His acceptance of the proposition can hardly be called eager; but of this Byng appears unawares.

"When shall it be, then? To-day—this afternoon?"

"No-o-o; not to-day, I think. It has been arranged that we are to go to San Miniato—Amelia, her sister, and I."

"Three of you?" cries Byng, raising his eyebrows. "Then why not four? Why may not I come too?"

There being, in point of fact, no reason why he should not, and Cecilia's morning prayer being still ringing in her future brother-in-law's ears, he gives a dull and lagging assent; so that at about three o'clock the two men present themselves at the door of the Wilsons' apartment at the Anglo-Américain Hotel. That Sybilla is not expecting visitors is evident by the fact that, at the moment of their entrance, she is taking her own temperature—a very favourite relaxation of hers—with a clinical thermometer. She removes the instrument from her mouth without indecent haste, and holds out a languid white hand to Byng.

"So you are going off on a long afternoon's pleasuring?" she says, with a pathetic smile. "I am so glad that neither of my sisters is going to stay at home with me. We invalids must guard against growing selfish, though I think that is perhaps more the danger with malades imaginaires; we real ones have learnt our lesson of suffering better, I hope."

"You do not look so very ill," replies Byng, in his sympathetic voice, letting his eyes rest caressingly on the prostrate figure, which has yet no smallest sign of emaciation about it.
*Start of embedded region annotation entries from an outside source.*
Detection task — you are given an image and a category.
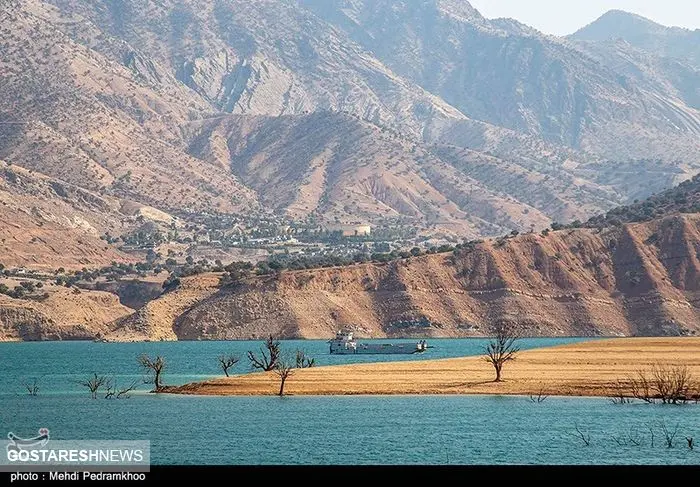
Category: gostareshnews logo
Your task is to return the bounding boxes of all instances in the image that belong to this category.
[0,428,151,474]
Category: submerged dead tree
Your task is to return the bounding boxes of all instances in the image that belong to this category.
[484,323,520,382]
[138,354,165,392]
[248,335,280,372]
[78,372,109,399]
[296,350,316,369]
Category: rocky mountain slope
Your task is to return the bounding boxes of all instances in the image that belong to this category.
[108,214,700,340]
[302,0,700,164]
[0,0,700,265]
[0,161,134,270]
[570,10,700,67]
[0,286,134,341]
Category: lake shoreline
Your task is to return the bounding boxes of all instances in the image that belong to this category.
[163,337,700,400]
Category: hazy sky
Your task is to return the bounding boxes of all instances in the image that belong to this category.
[470,0,700,35]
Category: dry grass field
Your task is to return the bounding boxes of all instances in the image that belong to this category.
[169,338,700,396]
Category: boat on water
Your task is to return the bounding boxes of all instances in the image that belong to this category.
[328,330,428,355]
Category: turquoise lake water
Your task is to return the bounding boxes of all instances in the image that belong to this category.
[0,339,700,465]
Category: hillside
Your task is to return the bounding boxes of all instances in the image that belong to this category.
[302,0,700,164]
[0,0,700,267]
[0,286,133,341]
[586,175,700,228]
[0,161,134,269]
[571,10,700,68]
[107,215,700,340]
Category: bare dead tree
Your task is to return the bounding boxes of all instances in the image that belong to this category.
[296,350,316,369]
[610,380,632,404]
[138,353,165,392]
[611,427,642,446]
[628,364,697,404]
[484,323,520,382]
[24,378,39,396]
[530,388,549,404]
[574,423,591,446]
[651,365,692,404]
[628,370,656,404]
[274,356,295,397]
[659,421,678,448]
[105,380,139,399]
[78,373,109,399]
[627,427,642,446]
[248,335,280,372]
[218,355,240,377]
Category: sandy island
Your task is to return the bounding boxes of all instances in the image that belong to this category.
[167,338,700,396]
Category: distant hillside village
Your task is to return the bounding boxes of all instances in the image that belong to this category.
[325,223,372,237]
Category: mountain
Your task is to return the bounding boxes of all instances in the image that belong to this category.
[586,175,700,227]
[0,0,700,268]
[5,173,700,341]
[570,10,700,68]
[0,161,134,270]
[302,0,700,165]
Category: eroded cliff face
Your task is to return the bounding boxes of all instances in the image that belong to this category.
[107,215,700,340]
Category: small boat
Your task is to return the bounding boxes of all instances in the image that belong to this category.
[328,330,428,355]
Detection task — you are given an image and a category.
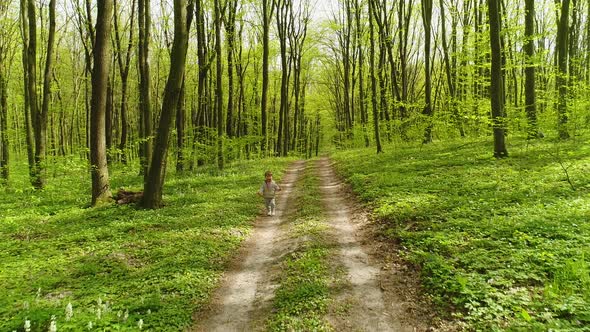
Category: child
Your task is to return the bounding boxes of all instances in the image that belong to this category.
[257,171,281,216]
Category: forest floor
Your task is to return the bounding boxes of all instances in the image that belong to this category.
[191,158,450,331]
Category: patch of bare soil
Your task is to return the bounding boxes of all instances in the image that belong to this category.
[317,158,448,332]
[188,161,305,332]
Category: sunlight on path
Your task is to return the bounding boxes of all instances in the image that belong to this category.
[193,162,305,332]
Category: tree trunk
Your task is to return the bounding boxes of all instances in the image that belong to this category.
[176,74,186,172]
[138,0,152,179]
[555,0,570,139]
[369,0,383,153]
[225,0,238,138]
[214,0,225,170]
[422,0,434,144]
[0,68,10,182]
[142,0,191,209]
[354,0,370,147]
[524,0,538,139]
[488,0,508,158]
[260,0,274,155]
[90,0,113,206]
[114,0,135,164]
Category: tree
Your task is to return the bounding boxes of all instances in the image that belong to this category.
[555,0,570,139]
[260,0,275,155]
[369,0,383,153]
[488,0,508,158]
[214,0,225,170]
[524,0,538,139]
[142,0,193,209]
[422,0,434,143]
[137,0,152,179]
[90,0,113,206]
[114,0,141,164]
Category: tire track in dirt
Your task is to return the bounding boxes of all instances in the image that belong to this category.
[316,158,426,332]
[189,161,305,332]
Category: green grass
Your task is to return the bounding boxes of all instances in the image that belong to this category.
[333,138,590,331]
[268,165,334,331]
[0,159,289,331]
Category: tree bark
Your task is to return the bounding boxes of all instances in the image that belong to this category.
[214,0,225,170]
[142,0,191,209]
[524,0,538,139]
[260,0,274,155]
[488,0,508,158]
[114,0,135,164]
[369,0,383,153]
[137,0,152,179]
[90,0,113,206]
[555,0,570,139]
[422,0,434,144]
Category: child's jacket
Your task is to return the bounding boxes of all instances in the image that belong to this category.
[260,181,280,198]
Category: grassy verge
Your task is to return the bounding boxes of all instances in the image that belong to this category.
[0,159,288,331]
[268,161,342,331]
[334,139,590,331]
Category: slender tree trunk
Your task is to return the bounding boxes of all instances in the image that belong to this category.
[176,74,186,172]
[524,0,538,139]
[422,0,434,144]
[369,0,383,153]
[488,0,508,158]
[260,0,274,155]
[90,0,113,206]
[214,0,225,170]
[20,0,37,180]
[142,0,192,209]
[114,0,135,164]
[0,68,10,182]
[354,0,370,147]
[225,0,238,138]
[555,0,570,139]
[138,0,152,179]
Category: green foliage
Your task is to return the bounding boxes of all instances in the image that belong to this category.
[334,138,590,331]
[0,159,288,331]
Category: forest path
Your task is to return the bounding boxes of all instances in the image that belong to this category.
[316,158,428,332]
[190,158,430,332]
[191,161,305,332]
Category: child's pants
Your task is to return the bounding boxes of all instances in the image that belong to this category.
[264,198,275,212]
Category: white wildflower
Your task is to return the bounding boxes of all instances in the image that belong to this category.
[49,315,57,332]
[66,302,74,322]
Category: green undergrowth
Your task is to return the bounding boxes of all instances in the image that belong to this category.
[268,161,333,331]
[0,159,289,331]
[333,138,590,331]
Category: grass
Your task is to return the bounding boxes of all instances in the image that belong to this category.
[333,138,590,331]
[0,159,289,331]
[268,161,336,331]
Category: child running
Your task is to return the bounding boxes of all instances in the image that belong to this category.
[257,171,281,216]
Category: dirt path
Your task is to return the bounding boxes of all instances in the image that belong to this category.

"Ah, that is because of my colour," replies Sybilla, with an animation slightly tinged with resentment. "You, too, fall into that common error. My London doctor tells me that there is no such unerring indication of radical delicacy of constitution as a fixed pink colour like mine; the more feverish I am, the deeper it grows. It is very hard"—smiling again sadly—"for one gets no pity!"

"Where is Cecilia?" cries Jim brusquely, and fidgeting in his chair. "Why is not she ready?"

As he speaks, the young lady in question enters—so obviously arrayed for conquest, in so patently new a hat, and such immaculate pale gloves, that across Burgoyne's mind there flashes, in vexed mirth, the recollection of the immortal caution addressed by Major O'Dowd to his friend and comrade, "Moind your oi, Dob, my boy!" Would he not do well to repeat it to his friend?